Benoît Chemali | 28/10/2008


« Bene diagnoscitur, bene curatur » nous disent les latins : c'est-à-dire, « Bien diagnostiquer, c'est bien soigner ». Si ce que nous laisse la sagesse latine est crédible et audible, il faudrait surtout ne pas omettre de s'interroger sur celui qui pose le diagnostic.

A Bouna, en face d'une population dont la naïveté a été exploitée par une doctrine obscurantiste à vocation pouvoiriste, le premier de nos ministres a tenu un discours inutile sur un fait utile : la pertinence d'une visite d'état !

Une visite d'état, aux pieds de l'analyse, renverrait à une sorte de délocalisation momentanée et circonstanciée de l'exécutif dans une localité qui n'est pas celle où il réside traditionnelle : c'est une mission de travail du chef de l'état et de tout son gouvernement.

Mais à combien de visites d'état a-t-on assisté depuis 1959 jusqu'à 2008 ? Qu'est-ce qui servait de motivation à l'effectivité de ces visites ?

Les ivoiriens auront compris que les visites d'état ne sont pas de trop, mieux l'état devrait les motiver. Cependant, un discours de légitimation d'une visite d'état au moment de ladite visite laisse transparaitre deux options : soit, celui qui s'investit dans le rôle de légitimation n'avait rien à dire au moment où l'on le conviait au pupitre et dans ce cas, il serait de trop dans le staff qui accompagne le Président ; soit il a décidé de se moquer carrément au contribuable ivoirien aux efforts de qui s'effectuent ces visites.

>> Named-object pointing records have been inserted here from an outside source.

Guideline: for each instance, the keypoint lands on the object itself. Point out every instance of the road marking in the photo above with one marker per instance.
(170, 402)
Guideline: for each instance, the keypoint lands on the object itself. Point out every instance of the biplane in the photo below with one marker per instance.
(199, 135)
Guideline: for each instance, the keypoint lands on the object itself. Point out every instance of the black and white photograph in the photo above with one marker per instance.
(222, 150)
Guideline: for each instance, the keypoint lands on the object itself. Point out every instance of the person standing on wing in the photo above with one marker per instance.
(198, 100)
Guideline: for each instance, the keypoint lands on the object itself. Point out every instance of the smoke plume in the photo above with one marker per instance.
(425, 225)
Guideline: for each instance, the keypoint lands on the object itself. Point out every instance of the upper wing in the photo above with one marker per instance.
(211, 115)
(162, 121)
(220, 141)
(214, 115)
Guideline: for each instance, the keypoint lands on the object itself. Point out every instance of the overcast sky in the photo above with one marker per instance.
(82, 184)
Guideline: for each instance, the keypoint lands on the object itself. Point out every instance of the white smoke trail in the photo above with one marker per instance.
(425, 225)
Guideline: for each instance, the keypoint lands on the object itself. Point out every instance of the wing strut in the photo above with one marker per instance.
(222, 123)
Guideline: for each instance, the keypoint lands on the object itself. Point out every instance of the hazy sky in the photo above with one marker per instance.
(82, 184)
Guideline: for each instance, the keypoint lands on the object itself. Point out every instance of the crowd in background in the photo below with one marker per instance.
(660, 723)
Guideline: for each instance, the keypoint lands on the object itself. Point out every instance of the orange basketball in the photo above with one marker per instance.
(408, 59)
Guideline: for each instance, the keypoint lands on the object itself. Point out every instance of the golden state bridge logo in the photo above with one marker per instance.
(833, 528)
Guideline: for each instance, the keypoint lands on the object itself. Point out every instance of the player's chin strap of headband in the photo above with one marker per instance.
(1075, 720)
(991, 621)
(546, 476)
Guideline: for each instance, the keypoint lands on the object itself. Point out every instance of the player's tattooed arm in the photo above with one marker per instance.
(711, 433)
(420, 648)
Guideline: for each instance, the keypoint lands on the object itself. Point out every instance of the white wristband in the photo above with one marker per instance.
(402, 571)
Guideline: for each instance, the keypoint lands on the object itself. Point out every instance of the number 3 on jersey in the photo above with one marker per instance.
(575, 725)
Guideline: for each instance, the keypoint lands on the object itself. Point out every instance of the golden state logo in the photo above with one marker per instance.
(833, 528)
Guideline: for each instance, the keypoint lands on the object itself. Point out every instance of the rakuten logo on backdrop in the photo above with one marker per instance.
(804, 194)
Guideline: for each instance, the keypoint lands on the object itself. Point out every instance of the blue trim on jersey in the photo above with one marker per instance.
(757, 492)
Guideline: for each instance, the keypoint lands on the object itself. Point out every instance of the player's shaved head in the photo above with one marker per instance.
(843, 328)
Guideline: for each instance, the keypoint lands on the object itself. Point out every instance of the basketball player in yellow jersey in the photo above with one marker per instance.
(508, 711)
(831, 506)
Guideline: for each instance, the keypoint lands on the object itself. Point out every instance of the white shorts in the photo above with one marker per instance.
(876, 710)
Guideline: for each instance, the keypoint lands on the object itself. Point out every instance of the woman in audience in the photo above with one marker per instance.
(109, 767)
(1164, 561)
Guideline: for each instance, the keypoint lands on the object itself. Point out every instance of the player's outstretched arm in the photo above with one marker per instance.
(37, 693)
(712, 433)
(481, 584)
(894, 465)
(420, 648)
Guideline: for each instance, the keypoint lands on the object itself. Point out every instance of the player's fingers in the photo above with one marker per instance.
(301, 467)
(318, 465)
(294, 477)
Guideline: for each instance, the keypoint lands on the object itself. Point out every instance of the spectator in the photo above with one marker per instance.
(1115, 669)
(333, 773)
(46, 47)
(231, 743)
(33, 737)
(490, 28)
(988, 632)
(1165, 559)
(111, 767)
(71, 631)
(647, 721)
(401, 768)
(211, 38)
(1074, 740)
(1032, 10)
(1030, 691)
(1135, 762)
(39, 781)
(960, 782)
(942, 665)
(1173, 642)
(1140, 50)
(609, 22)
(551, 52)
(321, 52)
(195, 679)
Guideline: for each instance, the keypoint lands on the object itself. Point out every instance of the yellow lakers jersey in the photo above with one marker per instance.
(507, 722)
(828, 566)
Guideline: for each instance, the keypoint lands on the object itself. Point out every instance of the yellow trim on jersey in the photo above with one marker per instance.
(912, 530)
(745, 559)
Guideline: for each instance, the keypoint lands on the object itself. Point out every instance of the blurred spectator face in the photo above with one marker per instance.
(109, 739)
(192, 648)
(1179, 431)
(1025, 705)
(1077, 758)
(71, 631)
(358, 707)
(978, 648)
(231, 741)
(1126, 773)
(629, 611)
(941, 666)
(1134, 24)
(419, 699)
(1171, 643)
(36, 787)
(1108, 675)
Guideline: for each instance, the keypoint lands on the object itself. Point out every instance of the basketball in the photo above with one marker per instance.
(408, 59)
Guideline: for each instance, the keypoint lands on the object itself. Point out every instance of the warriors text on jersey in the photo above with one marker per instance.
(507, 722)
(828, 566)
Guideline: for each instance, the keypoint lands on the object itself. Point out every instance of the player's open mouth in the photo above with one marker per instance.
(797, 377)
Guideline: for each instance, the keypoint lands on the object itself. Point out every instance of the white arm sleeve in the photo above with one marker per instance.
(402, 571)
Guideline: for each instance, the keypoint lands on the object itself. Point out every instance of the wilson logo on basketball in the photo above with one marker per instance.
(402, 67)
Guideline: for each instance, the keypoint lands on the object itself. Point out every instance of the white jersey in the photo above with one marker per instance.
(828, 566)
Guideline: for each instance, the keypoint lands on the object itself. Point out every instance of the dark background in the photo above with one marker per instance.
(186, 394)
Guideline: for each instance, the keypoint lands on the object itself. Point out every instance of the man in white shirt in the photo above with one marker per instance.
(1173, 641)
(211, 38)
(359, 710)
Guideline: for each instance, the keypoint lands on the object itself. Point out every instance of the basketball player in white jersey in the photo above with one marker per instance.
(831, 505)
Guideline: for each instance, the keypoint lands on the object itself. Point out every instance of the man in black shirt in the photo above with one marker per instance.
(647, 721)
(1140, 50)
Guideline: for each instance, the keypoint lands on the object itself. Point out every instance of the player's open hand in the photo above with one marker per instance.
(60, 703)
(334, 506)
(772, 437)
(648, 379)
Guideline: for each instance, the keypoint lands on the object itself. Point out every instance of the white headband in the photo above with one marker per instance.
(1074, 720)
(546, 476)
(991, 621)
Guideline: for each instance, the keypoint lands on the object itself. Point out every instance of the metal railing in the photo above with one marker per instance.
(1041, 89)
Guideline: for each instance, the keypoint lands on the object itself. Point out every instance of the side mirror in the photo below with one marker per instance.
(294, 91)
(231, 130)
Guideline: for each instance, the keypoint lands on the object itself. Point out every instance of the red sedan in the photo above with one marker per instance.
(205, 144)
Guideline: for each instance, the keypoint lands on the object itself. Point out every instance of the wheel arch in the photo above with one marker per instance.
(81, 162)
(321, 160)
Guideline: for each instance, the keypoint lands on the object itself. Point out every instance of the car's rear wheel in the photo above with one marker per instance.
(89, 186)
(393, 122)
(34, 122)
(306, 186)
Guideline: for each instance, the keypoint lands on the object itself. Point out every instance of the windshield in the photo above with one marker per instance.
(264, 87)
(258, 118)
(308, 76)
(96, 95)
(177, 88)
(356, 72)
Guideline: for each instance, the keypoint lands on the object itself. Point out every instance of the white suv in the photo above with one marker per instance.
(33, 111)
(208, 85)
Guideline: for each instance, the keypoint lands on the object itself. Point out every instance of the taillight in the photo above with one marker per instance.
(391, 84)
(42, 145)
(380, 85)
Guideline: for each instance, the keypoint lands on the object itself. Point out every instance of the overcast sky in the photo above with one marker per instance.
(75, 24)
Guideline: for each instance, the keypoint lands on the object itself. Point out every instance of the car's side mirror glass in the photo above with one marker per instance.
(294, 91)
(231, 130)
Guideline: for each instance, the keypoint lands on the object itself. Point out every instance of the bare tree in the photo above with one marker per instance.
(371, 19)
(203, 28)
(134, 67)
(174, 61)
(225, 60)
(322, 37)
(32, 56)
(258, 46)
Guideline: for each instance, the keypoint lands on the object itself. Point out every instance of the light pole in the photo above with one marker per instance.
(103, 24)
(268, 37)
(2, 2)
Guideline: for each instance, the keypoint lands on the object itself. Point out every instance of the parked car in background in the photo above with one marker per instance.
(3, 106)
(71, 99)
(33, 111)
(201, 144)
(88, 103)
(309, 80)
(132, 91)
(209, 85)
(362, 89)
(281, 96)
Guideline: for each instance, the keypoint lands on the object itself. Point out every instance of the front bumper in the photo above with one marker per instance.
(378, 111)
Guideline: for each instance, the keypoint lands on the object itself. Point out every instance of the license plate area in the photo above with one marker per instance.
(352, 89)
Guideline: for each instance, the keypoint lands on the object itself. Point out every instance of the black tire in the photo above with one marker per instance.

SORO instruit les ivoiriens sur l'importance d'une visite d'état comme s'il en était l'inventeur croyant pouvoir dissoudre toutes les souffrances qu'il a du infliger à nos parents des zones CNO.
Et comme pour montrer qu'il n'en était pas satisfait, ses hommes ont refait le portrait aux fonctionnaires et agents de l'état redéployés sur le terrain pour avoir revendiqué leur droit à l'expression : O tempora, o mores !, autres temps, autres mœurs. ça doit être difficile le métier de Premier Ministre. Shalom !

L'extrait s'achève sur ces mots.